La Haute juridiction sociale considère que même si la transaction ne vise pas expressément cette prétention, il n’en demeure pas moins que la portée générale de transaction exclue toute action contentieuse. Le juge a, ainsi, rejeté les demandes suivantes même si elles n’étaient pas citées dans la transaction :

-       Une prime d’intéressement (Ass. Plen. 4 juillet 1997 n°93-13.375) ;

-       Une indemnité compensatrice de préavis (Cass. Soc. 5 novembre 2014 n°13-18.984) ;

-       L’indemnisation du préjudice spécifique d’anxiété des travailleurs exposés à l’amiante (Cass. Soc. 11 janvier 2017 n°15-20.040) ;

-       Le paiement d’une pension de retraite supplémentaire (Cass.

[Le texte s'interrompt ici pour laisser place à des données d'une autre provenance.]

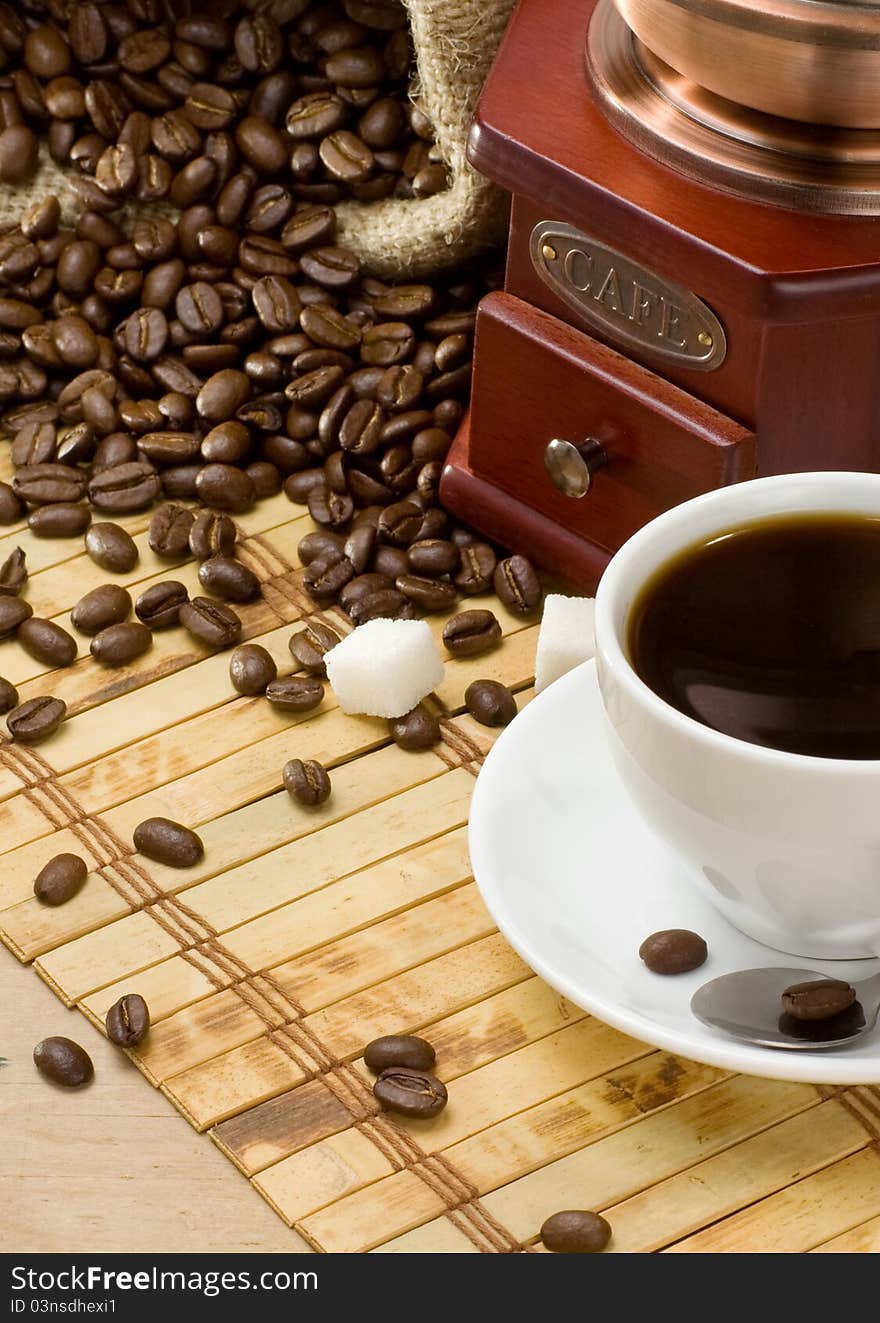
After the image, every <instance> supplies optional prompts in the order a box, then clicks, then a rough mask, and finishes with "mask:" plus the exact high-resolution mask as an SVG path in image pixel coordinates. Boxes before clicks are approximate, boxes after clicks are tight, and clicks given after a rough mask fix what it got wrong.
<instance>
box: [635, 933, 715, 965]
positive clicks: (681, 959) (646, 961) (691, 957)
mask: <svg viewBox="0 0 880 1323" xmlns="http://www.w3.org/2000/svg"><path fill="white" fill-rule="evenodd" d="M639 955H640V957H642V959H643V960H644V963H646V964H647V967H648V968H650V970H651V971H652V972H654V974H687V972H688V971H689V970H697V968H699V967H700V966H701V964H703V963H704V962H705V958H707V955H708V950H707V945H705V941H704V938H701V937H700V935H699V934H697V933H691V931H689V930H688V929H687V927H667V929H663V930H662V931H659V933H651V935H650V937H646V938H644V941H643V942H642V945H640V946H639Z"/></svg>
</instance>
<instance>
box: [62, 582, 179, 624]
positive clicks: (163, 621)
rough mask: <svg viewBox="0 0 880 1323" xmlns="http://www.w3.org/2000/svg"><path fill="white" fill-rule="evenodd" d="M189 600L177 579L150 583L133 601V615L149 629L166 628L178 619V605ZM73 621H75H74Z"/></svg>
mask: <svg viewBox="0 0 880 1323" xmlns="http://www.w3.org/2000/svg"><path fill="white" fill-rule="evenodd" d="M188 601H189V593H188V591H187V587H185V585H184V583H179V582H177V579H163V582H161V583H152V585H151V586H150V587H148V589H144V591H143V593H142V594H140V597H139V598H138V601H136V602H135V615H136V617H138V619H139V620H143V623H144V624H147V626H150V628H151V630H167V628H169V627H171V626H172V624H177V622H179V620H180V607H181V606H183V605H184V603H185V602H188ZM74 623H75V622H74Z"/></svg>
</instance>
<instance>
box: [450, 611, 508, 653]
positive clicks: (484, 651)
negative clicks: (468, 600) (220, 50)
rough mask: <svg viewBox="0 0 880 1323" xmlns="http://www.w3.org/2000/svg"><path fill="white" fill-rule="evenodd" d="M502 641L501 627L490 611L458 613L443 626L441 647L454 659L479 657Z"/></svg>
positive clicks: (461, 612)
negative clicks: (442, 631) (482, 653)
mask: <svg viewBox="0 0 880 1323" xmlns="http://www.w3.org/2000/svg"><path fill="white" fill-rule="evenodd" d="M500 639H502V626H500V624H499V622H498V619H496V617H495V615H494V614H492V613H491V611H459V614H458V615H454V617H453V618H451V619H450V620H447V622H446V624H445V626H443V647H445V648H446V651H447V652H451V655H453V656H454V658H472V656H479V654H480V652H488V650H490V648H494V647H495V644H496V643H500Z"/></svg>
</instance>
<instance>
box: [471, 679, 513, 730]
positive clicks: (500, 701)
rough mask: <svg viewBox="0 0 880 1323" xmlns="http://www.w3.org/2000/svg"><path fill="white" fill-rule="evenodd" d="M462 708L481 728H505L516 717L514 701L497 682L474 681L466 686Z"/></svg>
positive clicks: (509, 693) (498, 680)
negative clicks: (482, 727) (491, 727)
mask: <svg viewBox="0 0 880 1323" xmlns="http://www.w3.org/2000/svg"><path fill="white" fill-rule="evenodd" d="M464 706H466V708H467V710H468V712H470V714H471V716H472V717H475V720H476V721H479V722H480V725H483V726H506V725H509V722H511V721H512V720H513V717H515V716H516V700H515V699H513V695H512V693H511V691H509V689H508V688H507V685H506V684H502V683H500V681H499V680H474V681H472V683H471V684H468V687H467V689H466V691H464Z"/></svg>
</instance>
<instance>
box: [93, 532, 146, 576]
mask: <svg viewBox="0 0 880 1323" xmlns="http://www.w3.org/2000/svg"><path fill="white" fill-rule="evenodd" d="M86 552H87V553H89V556H90V557H91V560H93V561H94V562H95V565H99V566H101V568H102V569H103V570H110V573H111V574H128V573H130V572H131V570H132V569H134V568H135V565H136V564H138V546H136V545H135V541H134V538H132V536H131V533H128V532H127V531H126V529H124V528H120V527H119V524H107V523H102V524H93V525H91V528H90V529H89V532H87V533H86Z"/></svg>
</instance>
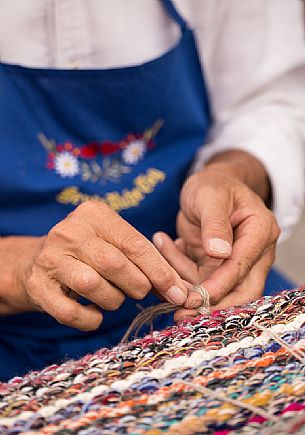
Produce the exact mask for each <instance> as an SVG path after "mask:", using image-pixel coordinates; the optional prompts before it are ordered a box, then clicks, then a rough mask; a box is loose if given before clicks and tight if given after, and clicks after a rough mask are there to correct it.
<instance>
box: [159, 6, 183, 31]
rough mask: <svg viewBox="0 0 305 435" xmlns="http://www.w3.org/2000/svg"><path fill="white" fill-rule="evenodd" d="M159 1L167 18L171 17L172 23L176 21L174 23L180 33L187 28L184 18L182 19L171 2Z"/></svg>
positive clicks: (178, 12)
mask: <svg viewBox="0 0 305 435" xmlns="http://www.w3.org/2000/svg"><path fill="white" fill-rule="evenodd" d="M161 1H162V3H163V6H164V7H165V9H166V11H167V13H168V14H169V16H170V17H172V19H173V20H174V21H176V23H177V24H178V25H179V27H180V28H181V30H182V31H183V30H185V29H186V28H187V24H186V21H185V20H184V18H182V16H181V15H180V13H179V12H178V10H177V8H176V7H175V6H174V4H173V2H172V0H161Z"/></svg>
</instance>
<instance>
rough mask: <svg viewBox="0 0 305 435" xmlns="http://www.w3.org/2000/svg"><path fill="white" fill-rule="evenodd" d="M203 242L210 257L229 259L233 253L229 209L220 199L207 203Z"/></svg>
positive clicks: (202, 222)
mask: <svg viewBox="0 0 305 435" xmlns="http://www.w3.org/2000/svg"><path fill="white" fill-rule="evenodd" d="M201 240H202V246H203V249H204V251H205V253H206V255H208V256H209V257H212V258H224V259H225V258H228V257H230V255H231V253H232V243H233V230H232V225H231V222H230V218H229V207H228V206H227V205H226V204H222V203H221V202H220V201H219V199H218V200H217V201H215V200H213V201H212V202H210V203H209V202H208V201H206V202H205V204H204V210H203V212H202V214H201Z"/></svg>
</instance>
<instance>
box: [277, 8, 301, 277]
mask: <svg viewBox="0 0 305 435" xmlns="http://www.w3.org/2000/svg"><path fill="white" fill-rule="evenodd" d="M303 1H304V3H305V0H303ZM304 19H305V16H304ZM304 257H305V211H303V216H302V219H301V221H300V222H299V224H298V226H297V227H296V228H295V229H294V232H293V233H292V236H291V237H290V238H289V239H288V240H287V241H286V242H283V243H281V244H280V245H279V246H278V249H277V258H276V266H278V267H279V268H280V269H281V270H282V271H283V272H284V273H285V274H286V275H287V276H288V277H289V278H291V279H292V280H293V281H295V282H296V283H297V284H305V263H304Z"/></svg>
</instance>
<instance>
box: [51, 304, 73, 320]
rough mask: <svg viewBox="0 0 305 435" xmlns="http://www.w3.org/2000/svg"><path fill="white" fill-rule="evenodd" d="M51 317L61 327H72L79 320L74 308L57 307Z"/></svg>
mask: <svg viewBox="0 0 305 435" xmlns="http://www.w3.org/2000/svg"><path fill="white" fill-rule="evenodd" d="M52 315H53V317H55V319H56V320H57V321H58V322H59V323H61V324H63V325H73V324H74V323H75V321H77V320H78V319H79V313H78V310H77V309H75V307H67V306H66V307H57V309H56V310H54V312H53V313H52Z"/></svg>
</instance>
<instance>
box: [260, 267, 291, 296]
mask: <svg viewBox="0 0 305 435" xmlns="http://www.w3.org/2000/svg"><path fill="white" fill-rule="evenodd" d="M296 287H297V284H296V283H295V282H293V281H291V280H290V279H289V278H288V277H286V276H285V275H284V274H283V273H282V272H280V271H279V270H277V269H276V268H273V269H271V271H270V272H269V274H268V277H267V280H266V283H265V291H264V295H265V296H268V295H274V294H276V293H279V292H281V291H283V290H292V289H294V288H296Z"/></svg>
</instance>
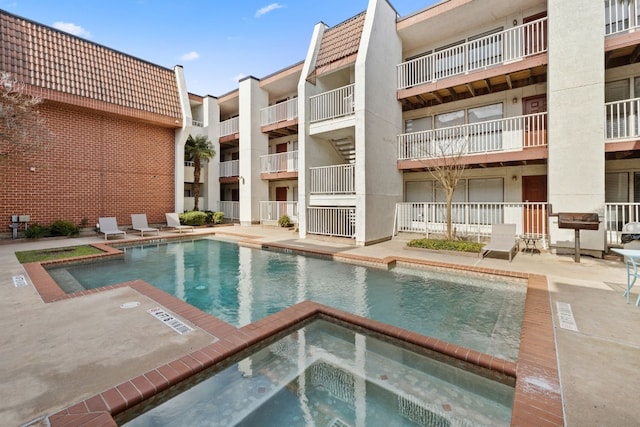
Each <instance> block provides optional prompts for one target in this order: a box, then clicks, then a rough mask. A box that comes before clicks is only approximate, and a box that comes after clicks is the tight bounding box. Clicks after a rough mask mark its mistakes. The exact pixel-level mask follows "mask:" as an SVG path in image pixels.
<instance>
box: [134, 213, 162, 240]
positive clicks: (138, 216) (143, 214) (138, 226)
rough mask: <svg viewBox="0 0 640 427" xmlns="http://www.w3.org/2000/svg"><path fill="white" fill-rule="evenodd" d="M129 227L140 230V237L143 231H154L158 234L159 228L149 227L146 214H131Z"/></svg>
mask: <svg viewBox="0 0 640 427" xmlns="http://www.w3.org/2000/svg"><path fill="white" fill-rule="evenodd" d="M131 228H133V229H134V230H136V231H139V232H140V237H144V233H145V231H146V232H148V233H150V232H152V231H155V232H156V233H157V234H158V235H159V234H160V230H159V229H157V228H153V227H149V223H147V214H131Z"/></svg>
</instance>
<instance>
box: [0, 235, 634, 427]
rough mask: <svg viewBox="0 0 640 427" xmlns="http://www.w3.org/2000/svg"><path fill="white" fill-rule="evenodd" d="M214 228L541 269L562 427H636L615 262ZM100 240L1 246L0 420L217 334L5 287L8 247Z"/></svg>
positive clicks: (158, 358)
mask: <svg viewBox="0 0 640 427" xmlns="http://www.w3.org/2000/svg"><path fill="white" fill-rule="evenodd" d="M203 231H206V232H211V231H212V230H211V229H204V230H203ZM213 231H215V232H216V234H219V235H221V236H223V235H226V236H229V237H230V238H237V237H242V236H248V238H250V239H253V240H255V241H259V242H262V243H268V242H273V243H274V244H275V243H277V244H283V245H287V246H289V247H294V248H295V247H300V248H307V249H313V250H316V251H319V252H322V251H327V252H338V253H340V254H346V255H349V254H351V255H354V256H359V257H369V258H375V259H383V258H385V257H389V256H396V257H403V258H412V259H416V260H429V261H437V262H443V263H451V264H456V265H461V266H468V267H473V266H478V267H482V268H486V269H496V270H509V271H514V272H520V273H531V274H540V275H545V276H546V277H547V281H548V286H549V295H550V302H551V304H550V305H551V309H552V310H553V316H552V318H553V329H554V333H555V338H556V341H555V344H556V351H557V355H558V371H559V376H560V385H561V389H562V397H563V402H564V414H565V424H566V425H569V426H583V425H616V426H625V425H636V424H637V417H636V415H635V411H634V407H635V403H636V400H637V392H638V384H640V333H639V332H640V321H639V320H640V317H639V316H640V308H639V307H636V306H635V305H634V304H626V300H625V298H623V297H622V293H623V291H624V288H625V283H626V279H625V277H626V276H625V275H626V273H625V270H624V265H623V263H622V262H620V261H615V260H598V259H593V258H589V257H584V256H583V257H582V260H581V263H579V264H577V263H574V262H573V257H572V256H556V255H552V254H548V253H542V254H537V253H536V254H533V255H531V254H524V253H522V252H521V253H519V254H517V255H516V256H515V258H514V260H513V262H512V263H509V262H508V261H506V260H504V259H497V258H485V259H483V260H480V259H478V258H476V257H468V256H459V255H445V254H441V253H431V252H425V251H412V250H406V249H405V248H404V246H405V244H406V241H407V239H408V238H409V236H400V237H398V238H394V239H393V240H391V241H387V242H383V243H380V244H377V245H372V246H367V247H355V246H351V245H349V244H345V242H344V241H339V240H331V239H329V240H326V239H323V240H319V239H317V240H316V239H306V240H299V239H297V235H296V234H295V233H293V232H291V231H288V230H283V229H279V228H271V227H260V226H252V227H240V226H236V227H232V228H231V227H225V228H219V229H218V228H216V229H213ZM161 234H163V235H174V234H175V233H166V232H163V233H161ZM130 237H132V238H133V234H132V235H131V236H130ZM121 240H124V239H121ZM126 240H131V238H128V239H126ZM112 241H113V240H112ZM103 242H104V239H103V238H101V237H98V236H95V237H93V236H92V237H83V238H78V239H62V240H43V241H25V240H20V241H15V242H14V241H2V242H1V243H2V244H0V266H2V271H3V274H2V277H3V279H2V282H1V283H3V285H2V286H0V299H1V301H2V302H0V304H1V306H0V307H1V310H0V321H1V322H2V325H3V332H2V343H3V345H2V347H1V348H0V360H2V361H3V363H2V365H0V375H1V378H2V379H3V380H2V382H1V384H0V420H2V425H9V426H10V425H16V426H21V425H25V424H33V425H46V424H45V421H44V418H43V417H45V416H48V415H51V414H54V413H56V412H58V411H60V410H61V409H64V408H67V407H69V406H71V405H73V404H75V403H77V402H80V401H82V400H85V399H88V398H90V397H92V396H94V395H96V394H97V393H101V392H103V391H105V390H107V389H109V388H111V387H114V386H115V385H117V384H120V383H123V382H125V381H128V380H129V379H131V378H133V377H136V376H137V375H140V374H141V373H143V372H146V371H148V370H149V369H153V368H155V367H156V366H159V365H163V364H167V363H170V362H172V361H174V360H175V359H177V358H179V357H181V356H182V355H184V354H186V353H189V352H192V351H195V350H197V349H199V348H201V347H203V346H204V345H206V343H210V342H211V340H212V339H213V337H212V334H210V333H208V332H207V331H206V330H197V331H196V333H194V334H187V335H178V334H176V333H175V332H173V331H172V330H171V329H170V328H167V327H166V326H165V325H163V324H161V322H158V321H157V320H155V319H154V318H153V317H152V316H149V315H148V314H146V312H145V311H146V309H148V308H152V307H155V306H157V305H158V304H157V302H156V301H154V299H152V298H149V297H148V296H146V295H143V294H141V293H139V292H137V291H136V290H135V289H134V288H132V287H118V288H114V289H111V290H108V291H104V292H98V293H93V294H90V295H86V296H83V297H80V298H71V299H67V300H64V301H59V302H56V303H53V304H46V303H44V302H43V300H42V298H41V296H40V294H39V293H38V292H37V291H36V289H35V288H34V287H33V286H32V284H31V283H29V285H28V286H25V287H15V286H14V284H13V282H12V276H16V275H21V274H25V270H24V267H23V266H22V265H20V264H19V263H18V261H17V259H16V258H15V255H14V252H15V251H22V250H30V249H36V248H45V247H48V248H53V247H61V246H67V245H78V244H85V243H103ZM635 298H637V290H636V291H634V292H633V293H632V300H633V301H635ZM130 301H137V302H139V303H140V308H143V309H144V310H142V309H136V310H128V309H123V308H120V306H121V305H122V304H124V303H126V302H130ZM557 302H560V303H567V304H570V306H571V309H572V312H573V315H574V317H575V321H576V325H577V328H578V331H571V330H567V329H563V328H561V327H559V318H558V313H557V305H556V303H557ZM522 425H524V424H522Z"/></svg>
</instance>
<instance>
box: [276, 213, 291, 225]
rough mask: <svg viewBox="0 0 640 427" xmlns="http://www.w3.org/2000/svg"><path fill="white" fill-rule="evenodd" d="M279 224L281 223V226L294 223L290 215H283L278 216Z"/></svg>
mask: <svg viewBox="0 0 640 427" xmlns="http://www.w3.org/2000/svg"><path fill="white" fill-rule="evenodd" d="M278 225H280V227H291V226H292V225H293V223H292V222H291V220H290V219H289V216H288V215H282V216H281V217H280V218H278Z"/></svg>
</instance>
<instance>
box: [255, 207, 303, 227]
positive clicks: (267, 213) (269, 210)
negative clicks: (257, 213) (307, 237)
mask: <svg viewBox="0 0 640 427" xmlns="http://www.w3.org/2000/svg"><path fill="white" fill-rule="evenodd" d="M282 215H287V216H288V217H289V220H290V221H291V222H292V223H294V224H297V223H298V202H260V223H261V224H264V223H268V222H277V221H278V220H279V219H280V217H281V216H282Z"/></svg>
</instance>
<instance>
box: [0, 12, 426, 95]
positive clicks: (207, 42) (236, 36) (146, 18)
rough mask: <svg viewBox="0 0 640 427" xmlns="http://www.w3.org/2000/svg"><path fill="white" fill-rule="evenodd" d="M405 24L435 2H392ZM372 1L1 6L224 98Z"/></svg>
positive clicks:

Soc. 30 mai 2018n°16-25.426).

 De même, dès lors qu’aux termes de la transaction, le salarié se déclarait entièrement rempli de ses droits et se désistait de toutes instances et actions présentes ou à venir découlant directement ou indirectement de l'exécution et de la rupture de ses relations avec la société employeur, les juges du fond ne pouvaient pas considérer comme recevable l'action de l'intéressé relative à l'absence ou l'insuffisance de cotisations versées aux régimes de retraite par l'employeur (Cass. Soc. 6septembre 2023 n°21-24.407).

Encore dans le même sens, la Cour d’appel considère l’action du salarié irrecevable et ayant autorité de force jugée lorsque la transaction stipule qu’il « reconnaît être définitivement rempli de tous ses droits nés ou à naître du fait de l’exécution et/ou de la rupture de son contrat de travail sans exception, ni réserve » et qu’il « renonce à expressément et irrévocablement à toute procédure, de quelque nature que ce soit, devant quelque instance (juridiction, administration ou organisme) que ce soit, pour tout ce qui a trait, directement ou indirectement, à l’exécution ou à la rupture de son contrat de travail » (CA Aix-en-Provence,11 mars 2021 n°18/11850).  

En pratique, le salarié et l’employeur règlent définitivement leur différend par l’homologation d’un procès-verbal devant le bureau de conciliation et d’orientation du conseil de prud’hommes, à la suite d’une transaction signée aux termes de laquelle les Parties ont fait des concessions réciproques. 

À titre d’illustrations,

-  La transaction stipule que celle-ci « règle l’ensemble des différents ayant existé ou existant entre les parties et qui trouveraient leur origine dans la formation, l’exécution ou la rupture du contrat de travail ayant existé entre elles », sans faire mention de différents « à venir » tout en précisant « ainsi que tout ce qui en serait la conséquence directe ou indirecte.

-  Le procès-verbal de conciliation homologué stipule expressément la contrepartie suivante : « à renoncer à toute instance ou action, quelle qu’en soit la nature (civile, pénale, administrative…), née ou à naître, contre la Société, relative à la conclusion, à l’exécution et à la rupture de son contrat de travail avec la Société et, notamment, à lui réclamer tous autres avantages en nature ou en argent et tout dédommagement de quelque sorte que ce soit (salaires quelle qu’en soit la dénomination, rémunération variable, primes et indemnités diverses), remboursement de frais professionnels et débours, indemnités de congés payés ».  

La combinaison de ces clauses permet à notre sens d’exclure la possibilité d’intenter une action en vue d’une demande de paiement de l’indemnité de congés payés acquis pendant les arrêts de travail, quand bien même la position de la jurisprudence et du législateur a évolué par rapport au moment de sa signature.

[1](Cass., soc., 13 sept. 2023, n° 22-17.638)

(Cass., soc., 13 sept. 2023, n° 22-10.529)

(Cass., soc., 13 sept. 2023, n° 22-14.043)

(Cass.,soc., 13 sept. 2023, n°22-17.340)

[2]CA Bordeaux, ch. soc. sect. a, 7 févr. 2024, n° 23/04292, CA Versailles, 6ech., 5 oct. 2023, n° 22/02795.